Working with Rust's num-bigint

Working with Rust's num-bigint

May 24, 2020 4 minutes reading time Development rust go

Why Rust

A couple of years ago, I started learning Go. It’s a nice little language that I like very much, but some things still bother me. Go has no generics, no adequate support for functional style, and no tail call optimization. In my view, most other things the language got right. I know that some of these topics are the subject of heated debates, but the views presented here are mine. What I love most is that it’s a simple and mostly clean language, has a superb standard library, excellent support for templating, and “implicit” interface implementation.

I stumbled across Rust at the same time, but from what I can remember, people were having difficulties due to a steep learning curve, and a standard library that was missing a few bits and pieces. So I went with Go. Rust was still on my radar. I found some time recently and started learning it.

The problem to solve

Whenever I learn a new language, I try to solve some problems with a limited scope. Only after I have successfully solved some of them, I try to use my skills in a little project. This time I went with HackerRank’s Marc’s Cakewalk problem. Because it’s too simple, I added some extra difficulty. The original problem is solvable by using the u64 data type, because it restricts the size n of the input vector. So I removed this restriction, which was 40 elements. Now I needed an arbitrary-sized integer type. Rust has no arbitrary-sized integer type, and there’s no ready-to-use solution in the standard library.

The crate num-bigint

For my additional difficulty to work, I had to calculate e.g. 42 * 2^100000 as a term and add it together with other terms of the same structure. I found out that the crate num-bigint could solve my problem, because it is able to handle arbitrary-sized integers. I wasn’t able to find helpful examples on the Internet. All I found was the source code and the documentation of the crate itself. So I had to use this. Remember, I’m still trying to learn Rust and I’m not familiar with all of its concepts and conventions, let alone the standard library and the crate ecosystem.

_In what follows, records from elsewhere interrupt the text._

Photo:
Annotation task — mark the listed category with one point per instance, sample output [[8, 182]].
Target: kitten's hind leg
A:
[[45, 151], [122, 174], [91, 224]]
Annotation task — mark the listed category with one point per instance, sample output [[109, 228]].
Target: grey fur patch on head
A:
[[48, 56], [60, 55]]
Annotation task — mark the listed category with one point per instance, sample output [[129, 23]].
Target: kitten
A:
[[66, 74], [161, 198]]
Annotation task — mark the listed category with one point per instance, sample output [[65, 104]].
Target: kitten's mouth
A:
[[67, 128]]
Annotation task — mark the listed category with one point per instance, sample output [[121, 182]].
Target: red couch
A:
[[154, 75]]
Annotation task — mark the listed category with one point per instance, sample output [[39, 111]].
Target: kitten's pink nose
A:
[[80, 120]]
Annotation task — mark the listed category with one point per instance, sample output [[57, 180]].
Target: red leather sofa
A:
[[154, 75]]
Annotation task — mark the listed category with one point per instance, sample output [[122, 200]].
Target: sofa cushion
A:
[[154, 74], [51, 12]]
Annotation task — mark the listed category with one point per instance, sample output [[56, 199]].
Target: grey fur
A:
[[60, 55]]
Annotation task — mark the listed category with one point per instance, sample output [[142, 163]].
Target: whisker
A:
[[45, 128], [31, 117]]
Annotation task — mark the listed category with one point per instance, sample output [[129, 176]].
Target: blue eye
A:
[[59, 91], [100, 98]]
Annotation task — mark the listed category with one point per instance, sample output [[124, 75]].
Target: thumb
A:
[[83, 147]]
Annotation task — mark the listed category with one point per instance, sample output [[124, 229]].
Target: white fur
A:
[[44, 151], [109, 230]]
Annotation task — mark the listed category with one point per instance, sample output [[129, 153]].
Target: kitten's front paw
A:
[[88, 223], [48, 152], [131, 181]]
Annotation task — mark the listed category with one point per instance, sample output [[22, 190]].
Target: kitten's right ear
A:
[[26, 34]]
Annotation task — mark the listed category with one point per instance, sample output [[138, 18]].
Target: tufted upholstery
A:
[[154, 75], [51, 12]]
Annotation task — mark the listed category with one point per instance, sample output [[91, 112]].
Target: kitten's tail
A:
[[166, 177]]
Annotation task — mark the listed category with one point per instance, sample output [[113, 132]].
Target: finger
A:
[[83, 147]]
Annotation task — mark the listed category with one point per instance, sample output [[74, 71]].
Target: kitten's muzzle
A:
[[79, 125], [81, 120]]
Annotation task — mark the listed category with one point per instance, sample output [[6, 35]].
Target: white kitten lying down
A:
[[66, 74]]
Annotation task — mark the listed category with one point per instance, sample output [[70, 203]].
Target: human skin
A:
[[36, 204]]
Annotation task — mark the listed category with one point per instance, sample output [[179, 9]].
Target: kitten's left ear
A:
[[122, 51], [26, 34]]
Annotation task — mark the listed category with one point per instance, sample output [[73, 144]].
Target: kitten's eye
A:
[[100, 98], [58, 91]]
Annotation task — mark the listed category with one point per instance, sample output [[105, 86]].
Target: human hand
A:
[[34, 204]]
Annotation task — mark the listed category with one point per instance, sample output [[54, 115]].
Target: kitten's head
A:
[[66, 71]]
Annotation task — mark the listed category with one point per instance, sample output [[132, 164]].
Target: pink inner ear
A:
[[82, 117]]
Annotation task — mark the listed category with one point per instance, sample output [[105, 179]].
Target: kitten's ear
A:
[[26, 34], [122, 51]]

I figured it out eventually. Big-integer multiplication, addition, and the power function with a fixed-sized integer as exponent was all I needed. Addition and multiplication is really easy, because it’s done by operator-overloading. The power function was the most challenging, because I didn’t know how to properly read the crate’s documentation. Once I learned that, it was easy, too - just use the pow-trait.

Solution with Rust

So here is the Rust source code for the problem. You cannot use it as part of a HackerRank submission, because it uses an external crate, which HackerRank does not allow. The solution partly has a functional style, except that sort and reverse are having side effects.

extern crate num_bigint;
extern crate num_traits;

use num_bigint::BigInt;
use num_traits::pow;

fn main() {
    let mut cs: Vec<usize> = vec![7, 4, 9, 6]; // example
    let miles = marcs_cakewalk(&mut cs);
    println!("{}", miles.to_str_radix(10));
}

fn marcs_cakewalk(cs: &mut Vec<usize>) -> BigInt {
    cs.sort();
    cs.reverse();
    cs.iter()
        .enumerate() // zip index and value into tuple
        .map(|(i, &v)| BigInt::from(v) * pow(BigInt::from(2), i))
        .fold(
            BigInt::from(0),
            |sum, value| sum + value,
        )
}

Solution with Go

Go has an arbitrary-sized integer type in the standard library called big.Int. A solution with this type, even though it is not written in a functional style, could use the following function. HackerRank would even allow it as part of a solution, because it only uses the standard library.

func marcsCakewalk(cs []int64) *big.Int {
	sort.SliceStable(cs, func(a, b int) bool { return cs[a] > cs[b] })
	sum := big.NewInt(0)
	for i := range cs {
		b2 := big.NewInt(2)
		f1 := big.NewInt(cs[i])
		f2 := b2.Exp(b2, big.NewInt(int64(i)), nil) // 2 ** i
		sum = sum.Add(sum, f1.Mul(f1, f2))
	}
	return sum
}

Conclusion

If you are learning Rust, and you need the crate num-bigint, and you do not find information on how to use it in a limited scenario similar to the one mentioned above, this article might help you. At least it will help me sometime in the future when I need functionality from this crate again and have forgotten how to use it.